The money spent on the office of the public advocate could be better spent elsewhere −− “for schools, senior centers, child care,” for instance.
That’s the rationale provided by the office of City Councilmember Simcha Felder, whose spokesperson, Eric Kuo, told this paper that Felder has “long supported eliminating the office of public advocate” and is now “exploring ways to do this legislatively.”
While Kuo declined to confirm that Felder was either “drafting or requesting legislation,” news of the councilmember’s planned legislation was first aired last Thursday on the website, cityhallnews.com.
Why eliminate the position, which serves as an ombudsman for city residents and a watchdog over City Hall? “Ninety nine percent of New Yorkers don’t know what the public advocate does or who the public advocate is,” Kuo responded. The office’s responsibilities, including oversight over other officials, could be taken over by other offices, Kuo contended.
The public advocate’s office has been under frontal assault lately. The fiscal year 2010 budget, adopted last month by the City Council, cut funding for the office by a whopping 40 percent.
The proposal is “unworthy of a comment,” noted Anne Strahle, campaign manager for former Public Advocate Mark Green, who is running for the office again this year.
A spokesperson for Public Advocate Betsy Gotbaum had more to say. “It seems that Simcha Felder has resumed his role as cooing pet pigeon to the mayor and speaker, just like with term limits,” said Sarah Krauss of Gotbaum’s office when asked for a comment. “Whatever his motive, one thing is clear, this is one councilmember who is impossible to take seriously.
“While Simcha Felder was busy serving his constituency with a bird−brained idea to starve pigeons,” Krauss went on, “Betsy Gotbaum was successfully fighting to improve the way the city treats its most vulnerable citizens: Kids who have been victims of abuse and neglect, kids in the child welfare system and kids in special education, as well as improving access to needed services. In a city with such a powerful mayor, we need a system of checks and balances. There must be one office charged with holding the administration accountable. The office of the public advocate exists to ensure the government of this city is providing New Yorkers with all services to which they’re entitled.”
Public interest attorney Norman Siegel, a candidate for public advocate, said, “I believe Simcha Felder’s proposed bill is the wrong approach. I strongly oppose abolishing the public advocate’s office. It can be and should be an important office for all New Yorkers, to protect their rights, and hold government accountable. We need a long overdue dialogue to debate the role of the public advocate’s office.”

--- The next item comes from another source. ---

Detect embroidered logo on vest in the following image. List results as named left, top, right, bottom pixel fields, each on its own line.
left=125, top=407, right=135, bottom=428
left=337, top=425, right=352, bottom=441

City Councilmember Bill de Blasio, who is also running for public advocate, also dismissed the idea. “Our city faces great challenges: A mayor who thinks he can buy out voters’ objections to a third term, an economic crisis with no real plan to revive our neighborhoods, and a public education system that has been implemented in a way which shuts out parents,” de Blasio said. “In the almost 20 years since it was created, the position of public advocate has never been more important and more needed. With a mayor who has unfettered power and little respect for those who disagrees with him, New Yorkers need a strong voice standing up for them in City Hall.”
Any legislation to eliminate the post may be unworkable. Sources point out that the position is mandated by the City Charter, and therefore can’t be eliminated by any legislation that the City Council could cobble together. “By law, they can’t do it,” one insider commented.
Nonetheless, legislation could be “rolled out” as early as mid−summer.
The other candidates for the office, which is being vacated at the end of this year by Gotbaum, who opposed the extension of term limits that would have allowed her to run for a third term, are City Councilmember Eric Gioia, a Democrat, and Staten Island Republican Alex Zablocki.